Józef Pankiewicz was a Polish impressionist painter, graphic artist and teacher who spent much of his career in France.
From 1884 to 1885, he studied at the School of Fine Arts in Warsaw under Wojciech Gerson and Aleksander Kamiński. After obtaining a scholarship, he went to Saint Petersburg to study at the Imperial Academy of Arts. In 1889, he and his studio partner Władysław Podkowiński went to Paris to participate in the Exposition Universelle and he was awarded a silver medal for his painting of a vegetable market.
While there, he was influenced by the impressionists and, when he returned to Poland in 1890, attempted to introduce the latest French trends there. The reaction from critics was largely hostile; one going so far as to advise him to see an optometrist. He persisted, however, and later produced a series of portraits inspired by the work of James McNeill Whistler. His portrait, "Mrs. Oderfeld and her Daughter", won a gold medal at the Exposition Universelle (1900). He was also a frequent exhibitor at the Salon.
In 1897, he became one of the founding members of the Society of Polish Artists "Sztuka". For the next nine years, he travelled continuously throughout Western Europe, until he was appointed a Professor at the Kraków Academy of Fine Arts in 1906. He continued to travel in France, especially along the Mediterranean coast, producing a large series of landscapes and city views which increasingly showed the influence of Paul Cézanne.
During the First World War, he lived in Spain, where he met Robert Delaunay and once again absorbed new post-impressionist influences into his style; notably fauvism. He became the leader of a group of young artists known as the Kapists (Colourists), whose members were opposed to the Romantic tradition in Polish art. In 1923, he returned to the Academy in Kraków. After 1925, he was the Director of its branch in Paris. Among his notable students were Józef Czapski, Alice Halicka, Moïse Kisling, Jan Rubczak, Zygmunt Waliszewski and Wacław Zawadowski.

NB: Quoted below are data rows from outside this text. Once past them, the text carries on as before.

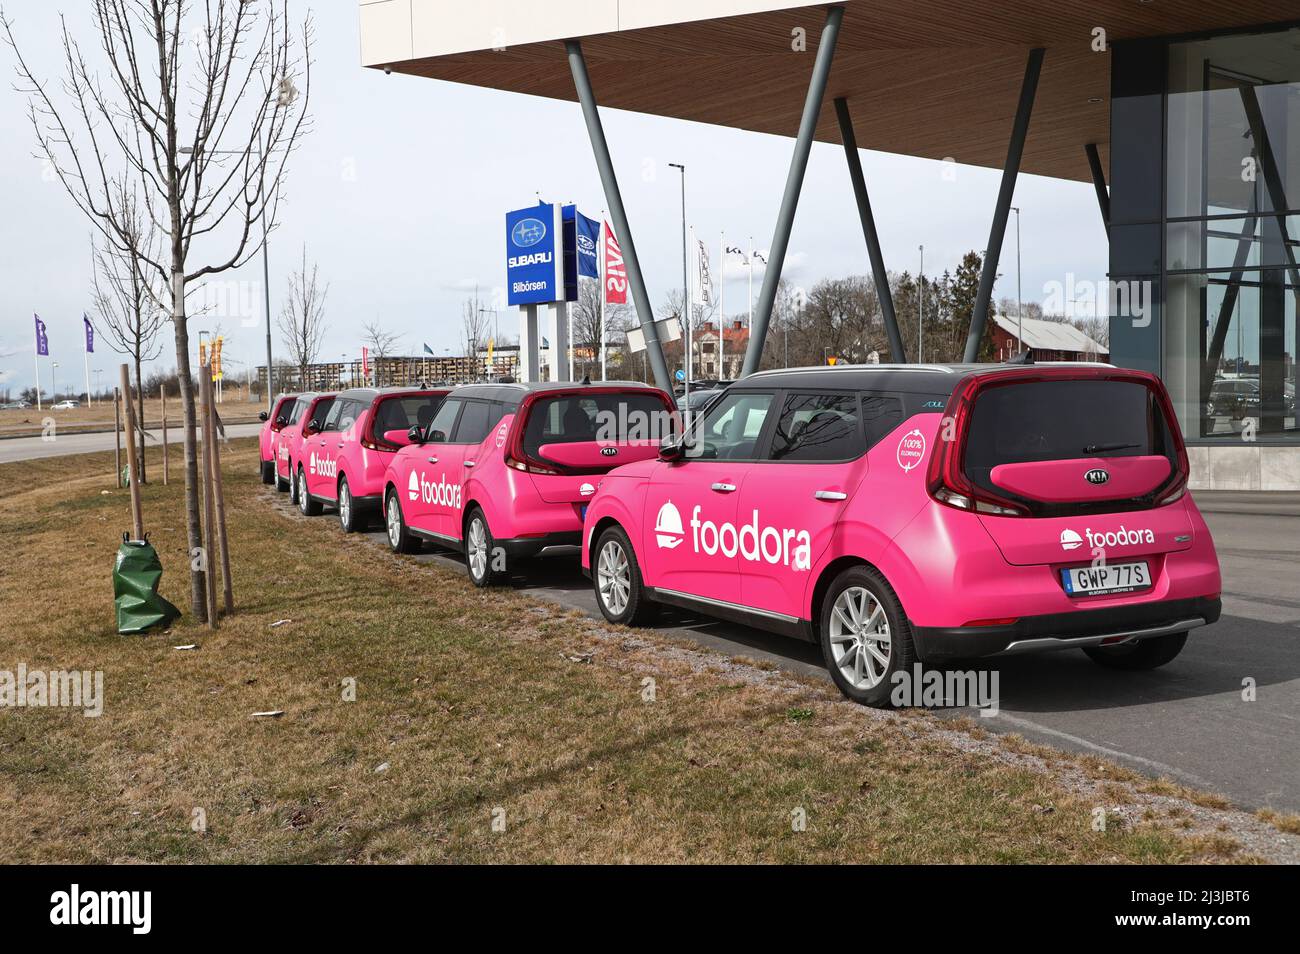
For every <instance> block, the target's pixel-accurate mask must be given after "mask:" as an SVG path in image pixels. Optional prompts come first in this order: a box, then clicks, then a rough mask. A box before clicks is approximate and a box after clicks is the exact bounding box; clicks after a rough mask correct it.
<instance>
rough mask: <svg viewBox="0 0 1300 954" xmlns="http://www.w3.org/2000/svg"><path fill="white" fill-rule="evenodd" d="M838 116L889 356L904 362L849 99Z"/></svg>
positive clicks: (839, 105)
mask: <svg viewBox="0 0 1300 954" xmlns="http://www.w3.org/2000/svg"><path fill="white" fill-rule="evenodd" d="M835 116H836V118H837V120H839V121H840V140H841V142H842V143H844V157H845V160H848V162H849V178H850V179H852V181H853V196H854V198H855V199H857V200H858V218H861V220H862V238H865V239H866V240H867V257H868V259H870V260H871V278H872V279H874V281H875V283H876V299H878V300H879V302H880V317H881V318H883V320H884V325H885V335H887V337H888V339H889V356H891V357H892V359H893V360H894V361H900V363H902V361H906V360H907V355H906V352H905V351H904V346H902V334H901V333H900V331H898V317H897V315H894V309H893V294H892V292H891V291H889V274H888V273H887V272H885V259H884V255H883V253H881V252H880V237H879V235H878V234H876V220H875V216H872V214H871V200H870V199H868V198H867V179H866V177H865V175H863V174H862V157H861V156H859V155H858V138H857V135H854V133H853V118H852V117H850V116H849V100H846V99H845V97H844V96H840V97H839V99H836V100H835Z"/></svg>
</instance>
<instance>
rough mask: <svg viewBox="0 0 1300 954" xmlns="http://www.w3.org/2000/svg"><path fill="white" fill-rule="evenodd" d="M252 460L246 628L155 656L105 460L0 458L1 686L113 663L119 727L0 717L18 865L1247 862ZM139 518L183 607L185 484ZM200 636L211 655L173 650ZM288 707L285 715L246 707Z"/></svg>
mask: <svg viewBox="0 0 1300 954" xmlns="http://www.w3.org/2000/svg"><path fill="white" fill-rule="evenodd" d="M255 454H256V451H255V447H253V445H252V442H251V441H244V442H237V443H235V445H233V446H231V448H227V460H226V463H227V468H226V473H227V478H226V493H227V498H229V520H230V534H231V548H233V559H234V567H235V571H234V591H235V599H237V603H238V611H237V613H235V615H234V616H231V617H229V619H226V620H224V621H222V625H221V628H220V629H218V630H217V632H214V633H209V632H208V630H207V629H205V628H203V626H199V625H195V624H194V623H192V621H191V620H190V619H188V616H186V619H185V620H183V621H182V623H179V624H177V625H175V626H173V628H172V629H170V630H169V632H166V633H160V634H153V636H148V637H120V636H117V634H116V632H114V623H113V604H112V589H110V569H112V564H113V554H114V551H116V547H117V543H118V541H120V538H121V533H122V530H123V529H125V528H127V526H129V524H130V520H129V512H127V496H126V491H117V490H114V489H113V478H112V454H107V455H103V454H101V455H87V456H83V458H61V459H55V460H49V461H32V463H25V464H8V465H4V467H0V486H4V489H5V493H4V495H3V498H0V539H3V550H0V552H3V558H0V669H10V671H12V669H16V668H17V665H18V663H26V664H27V667H29V668H44V669H65V668H78V669H82V668H85V669H101V671H103V672H104V681H105V710H104V715H103V716H101V717H99V719H87V717H83V716H82V715H81V714H79V712H73V711H66V710H51V708H45V710H40V708H23V710H8V711H0V857H4V858H5V859H6V860H9V862H78V863H81V862H277V863H294V862H623V860H628V862H1186V860H1205V859H1212V860H1217V859H1223V858H1235V857H1236V846H1235V844H1234V842H1232V841H1231V838H1223V837H1217V838H1204V837H1195V836H1191V837H1190V836H1187V834H1183V833H1179V832H1178V831H1177V825H1173V824H1170V823H1167V820H1162V819H1160V818H1147V819H1143V818H1138V819H1136V820H1134V821H1132V823H1127V824H1112V825H1108V827H1106V831H1105V832H1096V831H1093V829H1092V825H1091V820H1092V812H1093V808H1095V807H1096V798H1095V797H1092V795H1091V794H1083V793H1080V792H1078V789H1076V788H1071V786H1067V785H1065V784H1062V782H1060V781H1058V780H1057V779H1056V776H1054V775H1053V773H1049V772H1044V771H1039V769H1035V768H1032V767H1030V766H1028V764H1021V763H1017V762H1015V760H1004V759H998V758H989V756H988V755H987V753H982V751H979V750H976V749H970V747H962V746H958V745H954V743H953V742H952V741H950V738H948V736H950V734H954V733H953V732H952V730H950V729H949V730H946V732H940V730H936V729H933V728H931V727H933V725H935V724H936V720H933V719H931V717H928V716H923V715H907V714H902V715H898V714H892V715H889V714H878V712H868V711H865V710H861V708H857V707H854V706H850V704H848V703H844V702H842V701H840V698H839V695H837V694H836V693H835V691H833V690H832V689H831V688H829V686H824V685H818V684H811V682H801V681H797V680H793V678H792V677H789V676H785V675H783V673H776V672H770V671H763V669H761V668H755V667H745V665H736V663H735V662H733V660H729V659H727V658H724V656H716V655H708V654H705V652H699V651H693V650H685V649H682V647H680V646H676V645H673V643H671V642H668V641H666V639H663V638H660V637H655V636H653V634H647V633H632V632H628V633H624V634H620V633H612V632H611V630H608V629H606V628H603V626H601V625H598V624H595V623H591V621H589V620H585V619H582V617H580V616H577V615H576V613H567V612H564V611H562V610H558V608H554V607H546V606H543V604H539V603H537V602H536V600H533V599H530V598H529V597H526V595H524V594H520V593H516V591H512V590H508V589H504V590H490V591H480V590H474V589H473V587H472V586H471V585H469V582H468V581H467V580H465V578H464V577H463V576H459V574H456V573H454V572H451V571H447V569H443V568H438V567H430V565H422V564H417V563H416V561H413V560H411V559H407V558H395V556H393V555H390V554H389V552H387V551H386V550H382V548H378V547H376V546H373V545H372V543H370V542H368V541H365V539H359V538H343V537H342V535H341V533H339V530H338V526H337V522H335V521H334V520H333V519H329V517H322V519H316V520H304V519H302V517H299V516H298V515H296V513H289V512H286V508H285V507H282V506H278V504H277V502H276V499H274V491H273V490H270V489H269V487H264V486H263V485H261V483H259V482H257V480H256V477H255V469H256V467H255ZM159 469H160V468H155V469H151V473H157V472H159ZM175 472H177V473H178V472H179V467H177V468H175ZM104 491H110V493H104ZM144 507H146V515H147V520H146V522H147V526H148V529H149V532H151V537H152V539H153V542H155V543H156V545H157V548H159V551H160V554H161V558H162V561H164V565H165V568H166V576H165V578H164V586H162V590H164V593H165V595H168V597H169V598H170V599H172V600H173V602H175V603H177V604H178V606H182V607H185V606H186V603H187V598H186V594H187V582H186V574H185V565H186V554H185V534H183V520H182V511H181V485H179V482H173V483H172V486H169V487H162V486H161V485H159V483H153V485H151V486H148V487H147V489H146V490H144ZM278 620H289V621H287V623H283V624H282V625H279V626H274V628H273V626H272V624H273V623H276V621H278ZM185 643H198V649H196V650H192V651H178V650H175V649H174V646H178V645H185ZM647 677H649V678H653V680H654V685H655V694H654V701H653V702H651V701H646V699H645V688H643V686H645V680H646V678H647ZM346 680H355V685H356V699H355V702H348V701H346V699H344V689H343V686H344V681H346ZM266 710H283V716H282V717H278V719H255V717H252V715H251V714H253V712H257V711H266ZM982 734H983V733H979V732H978V730H976V732H974V733H971V734H970V736H967V738H970V740H971V742H972V745H974V743H975V741H976V740H978V738H980V737H982ZM980 745H993V746H997V745H998V743H997V742H996V741H995V742H987V741H985V742H980ZM1106 771H1109V769H1101V771H1100V772H1099V775H1097V777H1101V779H1105V777H1106V776H1105V772H1106ZM1117 798H1123V795H1122V794H1121V795H1117ZM196 810H201V814H203V816H204V819H205V825H196V823H195V818H196ZM800 811H802V812H803V815H805V816H806V829H805V831H796V825H794V824H793V820H794V818H796V815H797V812H800ZM1151 814H1152V812H1148V815H1151ZM494 819H495V820H498V821H499V823H502V824H498V825H495V827H494ZM195 828H201V829H203V831H195ZM497 828H503V831H497Z"/></svg>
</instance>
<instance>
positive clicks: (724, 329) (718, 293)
mask: <svg viewBox="0 0 1300 954" xmlns="http://www.w3.org/2000/svg"><path fill="white" fill-rule="evenodd" d="M718 377H719V378H722V380H725V377H727V235H725V234H724V233H718Z"/></svg>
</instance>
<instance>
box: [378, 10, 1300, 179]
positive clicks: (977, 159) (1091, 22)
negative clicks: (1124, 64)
mask: <svg viewBox="0 0 1300 954" xmlns="http://www.w3.org/2000/svg"><path fill="white" fill-rule="evenodd" d="M844 5H845V18H844V27H842V30H841V34H840V42H839V44H837V49H836V56H835V65H833V68H832V71H831V79H829V86H828V88H827V101H826V104H824V108H823V110H822V116H820V121H819V123H818V130H816V138H818V139H819V140H823V142H833V143H839V142H840V134H839V129H837V126H836V118H835V110H833V109H831V99H832V97H836V96H846V97H848V100H849V105H850V109H852V112H853V121H854V129H855V133H857V138H858V144H859V146H861V147H862V148H867V149H880V151H884V152H894V153H901V155H907V156H923V157H927V159H946V157H952V159H953V160H956V161H958V162H965V164H971V165H980V166H989V168H995V169H1000V168H1001V166H1002V162H1004V161H1005V159H1006V144H1008V136H1009V135H1010V129H1011V118H1013V114H1014V110H1015V103H1017V99H1018V95H1019V87H1021V81H1022V78H1023V74H1024V62H1026V57H1027V55H1028V51H1030V49H1031V48H1032V47H1044V48H1045V49H1047V55H1045V58H1044V64H1043V74H1041V79H1040V82H1039V92H1037V99H1036V103H1035V107H1034V118H1032V122H1031V125H1030V134H1028V142H1027V143H1026V148H1024V159H1023V162H1022V166H1021V168H1022V170H1023V172H1027V173H1035V174H1039V175H1052V177H1057V178H1063V179H1079V181H1088V179H1089V178H1091V177H1089V172H1088V162H1087V157H1086V155H1084V151H1083V147H1084V144H1086V143H1089V142H1093V143H1097V144H1099V147H1100V151H1101V156H1102V162H1104V164H1105V165H1106V166H1108V168H1109V148H1108V142H1109V138H1110V133H1109V130H1110V118H1109V110H1110V55H1109V53H1106V52H1093V49H1092V43H1093V30H1095V27H1102V29H1105V31H1106V39H1108V40H1109V42H1114V40H1121V39H1132V38H1140V36H1160V35H1170V34H1188V32H1201V31H1212V30H1229V29H1239V27H1245V26H1258V25H1266V23H1277V22H1282V21H1284V19H1287V18H1294V17H1296V14H1297V9H1300V8H1297V6H1296V5H1295V3H1294V0H1290V1H1281V3H1279V1H1278V0H1152V1H1151V3H1141V1H1140V0H1097V1H1095V3H1070V1H1069V0H966V1H965V3H961V1H957V0H932V1H927V0H848V3H845V4H844ZM823 19H824V8H822V6H802V8H796V9H787V10H777V12H770V13H751V14H745V16H736V17H725V18H720V19H705V21H694V22H685V23H673V25H669V26H655V27H647V29H641V30H623V31H619V32H606V34H599V35H594V36H584V38H581V39H582V47H584V51H585V53H586V60H588V68H589V70H590V74H591V84H593V87H594V88H595V95H597V99H598V101H599V103H601V105H603V107H608V108H615V109H628V110H633V112H641V113H651V114H655V116H666V117H673V118H680V120H693V121H697V122H707V123H712V125H719V126H733V127H738V129H746V130H754V131H758V133H772V134H777V135H788V136H792V135H794V133H796V130H797V127H798V122H800V114H801V112H802V107H803V97H805V94H806V90H807V81H809V75H810V73H811V69H813V58H814V53H815V49H816V43H818V38H819V36H820V32H822V23H823ZM796 29H802V30H805V31H806V35H807V52H802V53H801V52H794V51H792V31H794V30H796ZM370 65H376V66H378V65H386V66H389V68H390V69H391V70H393V71H395V73H409V74H415V75H421V77H430V78H437V79H445V81H450V82H456V83H468V84H472V86H482V87H490V88H497V90H507V91H512V92H521V94H530V95H536V96H547V97H551V99H564V100H575V99H576V95H575V92H573V79H572V77H571V74H569V69H568V62H567V60H565V57H564V47H563V43H560V42H558V40H555V42H546V43H530V44H525V45H519V47H510V48H507V49H503V51H499V52H498V51H489V49H485V51H480V52H472V53H456V55H447V56H438V57H426V58H412V60H403V61H398V62H391V64H370Z"/></svg>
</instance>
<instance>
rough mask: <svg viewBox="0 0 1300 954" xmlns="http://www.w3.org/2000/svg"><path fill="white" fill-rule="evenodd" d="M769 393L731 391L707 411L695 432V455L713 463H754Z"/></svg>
mask: <svg viewBox="0 0 1300 954" xmlns="http://www.w3.org/2000/svg"><path fill="white" fill-rule="evenodd" d="M772 399H774V395H772V394H771V393H755V391H731V393H728V394H725V395H724V396H723V398H722V399H719V400H718V403H716V404H714V406H712V407H711V408H708V412H707V415H706V416H705V419H703V421H702V424H701V426H699V429H698V430H697V432H695V446H697V451H695V456H699V458H703V459H716V460H754V459H755V456H757V450H758V438H759V437H761V435H762V433H763V424H764V422H766V421H767V412H768V411H770V409H771V407H772Z"/></svg>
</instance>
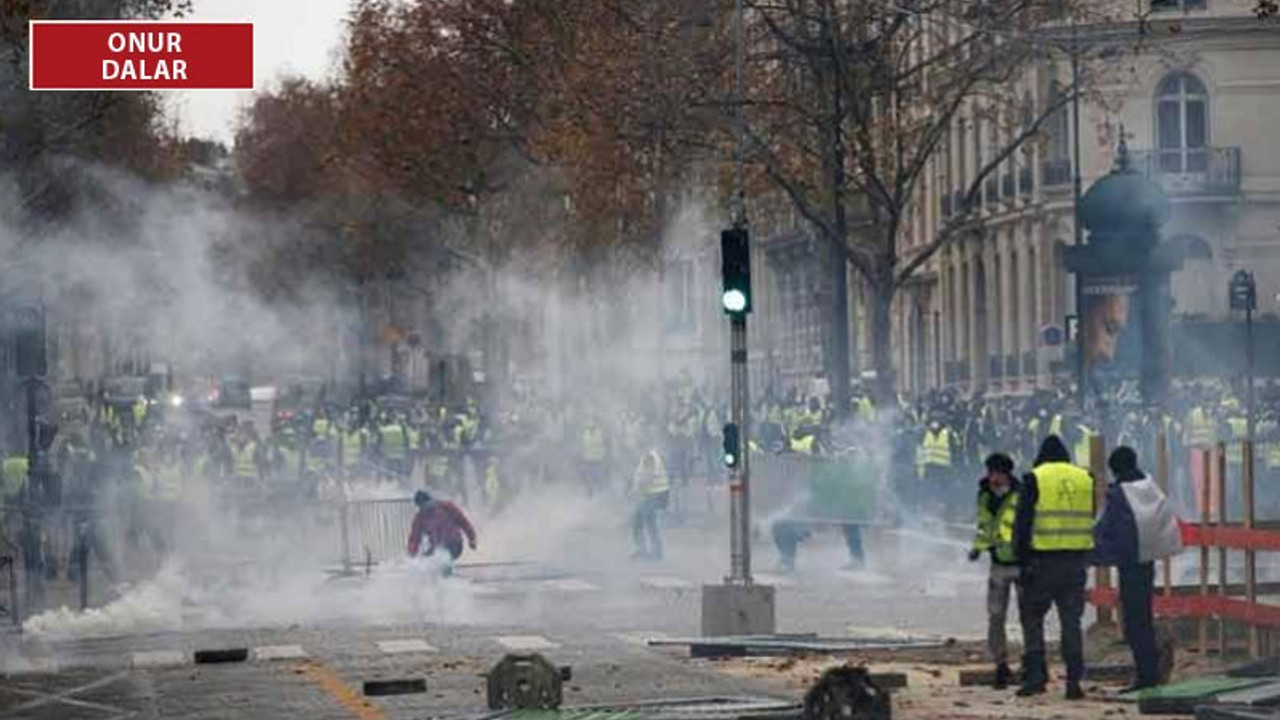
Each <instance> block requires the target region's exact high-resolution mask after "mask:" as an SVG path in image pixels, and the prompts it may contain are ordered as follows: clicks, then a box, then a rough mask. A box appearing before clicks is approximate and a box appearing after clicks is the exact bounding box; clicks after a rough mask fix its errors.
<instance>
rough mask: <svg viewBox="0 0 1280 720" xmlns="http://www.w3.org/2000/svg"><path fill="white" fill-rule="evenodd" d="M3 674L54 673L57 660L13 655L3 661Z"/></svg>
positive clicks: (53, 673) (37, 657)
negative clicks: (35, 658) (3, 661)
mask: <svg viewBox="0 0 1280 720" xmlns="http://www.w3.org/2000/svg"><path fill="white" fill-rule="evenodd" d="M4 674H5V675H36V674H40V675H56V674H58V661H56V660H54V659H52V657H36V659H27V657H13V659H9V661H8V662H5V666H4Z"/></svg>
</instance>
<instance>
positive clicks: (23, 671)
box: [0, 630, 668, 678]
mask: <svg viewBox="0 0 1280 720" xmlns="http://www.w3.org/2000/svg"><path fill="white" fill-rule="evenodd" d="M600 637H605V638H611V639H612V641H616V642H621V643H625V644H627V646H632V647H646V646H648V642H649V641H650V639H666V638H668V635H667V634H666V633H660V632H654V630H630V632H620V633H604V634H603V635H595V638H600ZM484 639H485V641H486V642H489V643H493V644H494V646H498V647H500V648H504V650H506V651H516V652H541V651H553V650H557V648H561V647H563V646H564V643H563V642H558V641H554V639H549V638H547V637H543V635H489V637H486V638H484ZM586 642H589V643H594V642H595V641H593V639H586ZM444 647H445V650H444V651H445V652H454V651H453V650H449V648H448V647H447V646H444ZM439 652H442V650H440V647H436V644H431V642H428V641H426V639H424V638H389V639H381V641H366V642H365V643H362V646H361V647H360V648H356V655H364V656H372V655H381V656H401V655H415V653H419V655H434V653H439ZM463 652H472V650H471V648H470V647H468V648H467V650H465V651H463ZM325 655H326V651H325V650H323V648H315V647H311V648H308V647H303V646H301V644H273V646H257V647H251V648H250V653H248V661H250V662H251V664H253V662H262V664H269V662H282V661H303V660H308V659H314V657H324V656H325ZM193 664H195V655H193V653H192V652H189V651H182V650H147V651H137V652H124V653H116V655H110V653H102V655H77V653H68V652H67V651H61V652H60V651H58V650H56V648H55V650H54V656H13V655H10V656H0V678H13V676H23V675H56V674H59V673H65V671H70V670H76V669H83V667H116V669H132V670H164V669H172V667H187V666H191V665H193Z"/></svg>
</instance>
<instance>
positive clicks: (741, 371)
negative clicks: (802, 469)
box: [727, 315, 751, 585]
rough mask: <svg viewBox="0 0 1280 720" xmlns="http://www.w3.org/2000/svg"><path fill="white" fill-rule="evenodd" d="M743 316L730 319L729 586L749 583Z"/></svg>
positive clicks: (745, 423)
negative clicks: (734, 428) (732, 456)
mask: <svg viewBox="0 0 1280 720" xmlns="http://www.w3.org/2000/svg"><path fill="white" fill-rule="evenodd" d="M746 369H748V365H746V316H741V315H735V316H733V318H731V319H730V370H731V375H730V383H731V384H730V402H731V407H730V414H731V415H732V418H733V419H732V423H733V424H735V425H737V428H739V430H737V432H739V460H737V462H735V464H733V466H732V468H731V469H730V478H728V483H730V484H728V491H730V577H728V579H727V582H728V583H730V584H740V585H749V584H751V450H750V447H751V446H750V442H751V439H750V432H749V430H750V427H751V407H750V401H749V389H748V374H746Z"/></svg>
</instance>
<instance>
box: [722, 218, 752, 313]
mask: <svg viewBox="0 0 1280 720" xmlns="http://www.w3.org/2000/svg"><path fill="white" fill-rule="evenodd" d="M721 277H722V287H721V306H722V307H723V309H724V313H726V314H728V315H730V316H735V318H744V316H746V315H748V314H749V313H750V311H751V240H750V236H749V234H748V232H746V229H745V228H732V229H727V231H724V232H722V233H721Z"/></svg>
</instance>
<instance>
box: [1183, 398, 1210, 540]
mask: <svg viewBox="0 0 1280 720" xmlns="http://www.w3.org/2000/svg"><path fill="white" fill-rule="evenodd" d="M1216 442H1217V421H1216V420H1213V416H1212V415H1211V414H1210V413H1208V411H1206V410H1204V407H1203V405H1196V406H1194V407H1192V410H1190V413H1188V414H1187V423H1185V424H1184V427H1183V446H1184V447H1185V448H1187V459H1188V465H1189V466H1190V479H1192V491H1190V492H1192V502H1190V505H1193V506H1194V507H1196V516H1197V518H1198V516H1199V515H1201V512H1202V511H1204V510H1206V509H1202V507H1201V505H1202V500H1203V497H1204V496H1203V491H1202V489H1201V488H1203V487H1204V486H1203V483H1204V482H1206V478H1204V473H1203V470H1204V454H1207V452H1210V450H1211V448H1212V447H1213V443H1216ZM1211 505H1216V502H1213V503H1211Z"/></svg>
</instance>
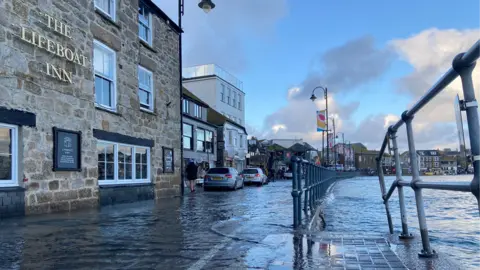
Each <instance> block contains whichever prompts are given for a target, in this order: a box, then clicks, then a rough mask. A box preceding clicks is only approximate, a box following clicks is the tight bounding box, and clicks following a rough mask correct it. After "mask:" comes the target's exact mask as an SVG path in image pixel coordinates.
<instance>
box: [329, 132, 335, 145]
mask: <svg viewBox="0 0 480 270" xmlns="http://www.w3.org/2000/svg"><path fill="white" fill-rule="evenodd" d="M333 143H334V139H333V133H329V134H328V148H332V147H333Z"/></svg>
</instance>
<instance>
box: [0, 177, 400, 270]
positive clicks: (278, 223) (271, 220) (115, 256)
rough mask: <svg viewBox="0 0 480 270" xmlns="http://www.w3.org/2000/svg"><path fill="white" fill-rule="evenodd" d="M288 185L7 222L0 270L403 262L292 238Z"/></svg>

Between the wars, his style evolved again, becoming more decorative, and he painted a series of still-lifes. He also continued to paint landscapes in Southern France. In 1927, he was named a member of the Legion of Honor. In 1933, he was awarded the Order of Polonia Restituta. A major showing of his works was held at the National Museum to celebrate his seventieth birthday in 1936. The following year, he retired and went to live in La Ciotat, near Marseilles, where he died.